While reading up on the derivation of a Maximum Likelihood Estimator for population variance, the MLE for Variance ends up being the biased sample variance, $\frac{n-1}{n}S^2$ where $S^2$ is the unbiased sample mean. As satisfactorily discussed here, minimising the MSE can be a good criterion for selecting an estimator, as it accounts for both the variance and the bias of the estimator.
Variance estimator minimising the MSE would be $\frac{n-1}{n+1}S^2$, which is different from it's MLE. Which estimator should then be chosen?
Why is there this discrepancy, if the MLE is supposed to reflect the best attempt at estimating the unknown quantity possible with the given data? (Is this something to do with substituting the sample mean for the population mean while deriving the variance MLE, a step I fail to understand well?)

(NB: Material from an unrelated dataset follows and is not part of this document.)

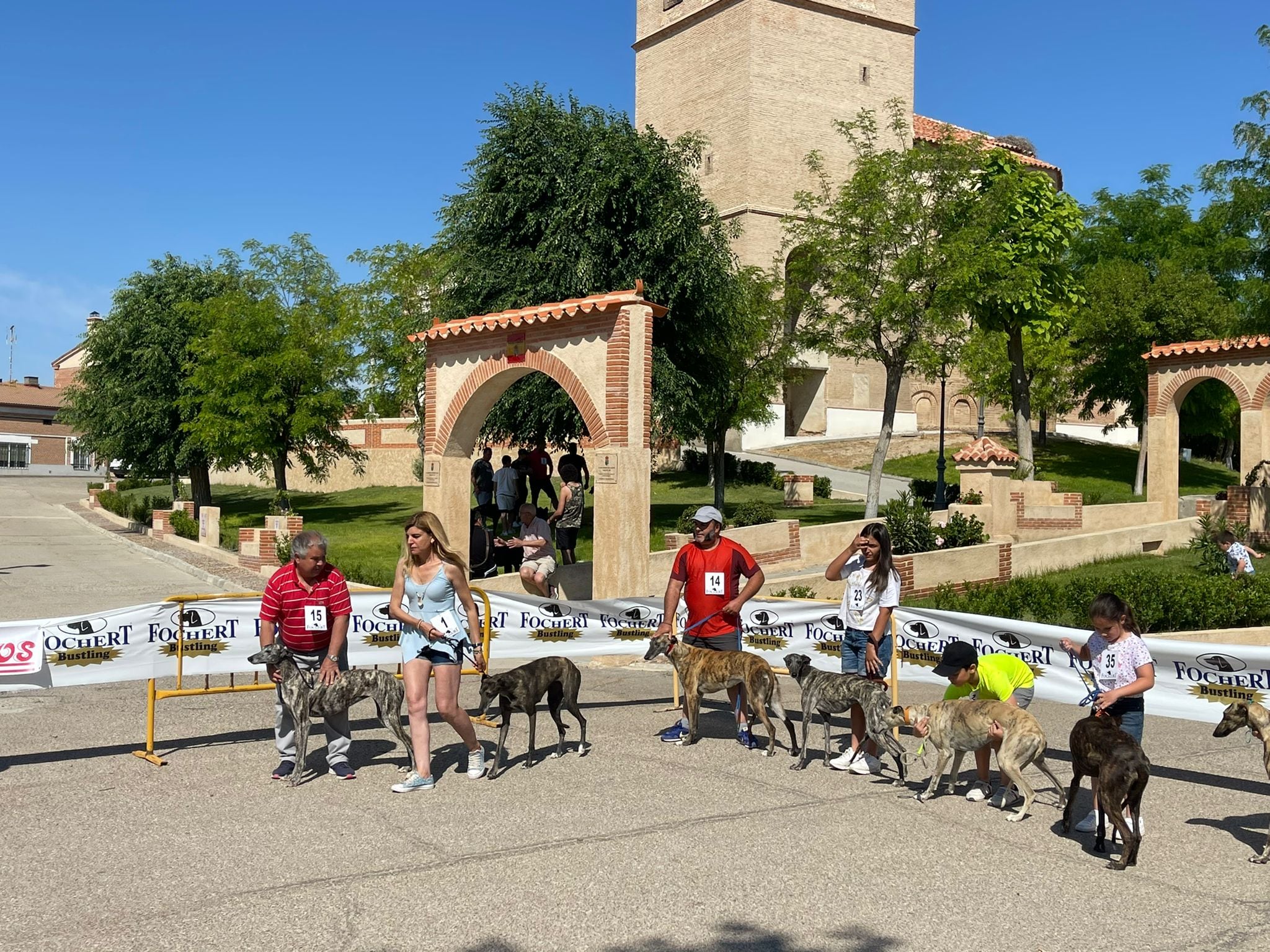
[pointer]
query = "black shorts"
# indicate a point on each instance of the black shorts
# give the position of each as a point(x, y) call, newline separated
point(730, 641)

First of all, it is worth to specify that you are talking about normal distribution. Otherwise, $S^2$ is not (necessarily) the MLE of $\text{var}(X)$.
"if the MLE is supposed to reflect the best attempt..."
There is no universally best method to derive estimators. ML maximization is only one possible and widely accepted method. However, its justification mainly based on the asymptotic ($n\to \infty$) properties of the estimators rather than small sample features like vanishing bias. On a slightly theoretical ground, what would you expect from a ``good'' estimator?
1) Consistency, $ \hat{\tau}_n \xrightarrow{p} \tau$.
1.1) Asymptotically unbiased $\lim_{n\to\infty} \mathbb{E}\hat{\tau}_n=\tau$.
2) Utilize all the sample available information in the sense of Fisher Information, i.e., $\mathcal{I}_{\hat{\tau}_n}(\tau)=\mathcal{I}_{X_1,...,X_n}(\tau) $.
ML estimators satisfies these three conditions, furthermore, under some regular conditions (finite variance and independence of $\tau$ and the support of $X_1,...,X_n$ the MLE will converge in distribution to a normal r.v with the minimal possible variance (Cramer-Rao lower bound; $\mathcal{I}^{-1}_{X_!,...,X_n}(\tau)$).
So.. if it is so good why the aforementioned ''discrepancies'' occur? As you can see, some of the desired properties may hold only for $n\to \infty$. As such, if for some reason you are dealing with small $n$ and value ubiasness - ML estimator won't necessarily be your best choice. Another possible reason to reject the method is intractability of the estimator. Deriving MLE for $\mathcal{N}(\mu, \sigma^2)$ is mathematically easy, but once your parametric space is of higher dimension or/and the ML function is not so smooth and ``nice'' - the task of maximization may become pretty troublesome.
Strictly speaking of the estimator of $\text{var}(X)$ in $\mathcal{N}(\mu, \sigma^2)$. All the presented estimators are asymptotically equivalent in the terms of bias and efficiency as $n\pm 1 \approx n$ for large enough $n$. Thus, for very large samples is doesn't matter which one you choose. For small samples, you may care about bias and efficiency (in terms of MSE), so it is reasonable to choose from one of the other modified estimators.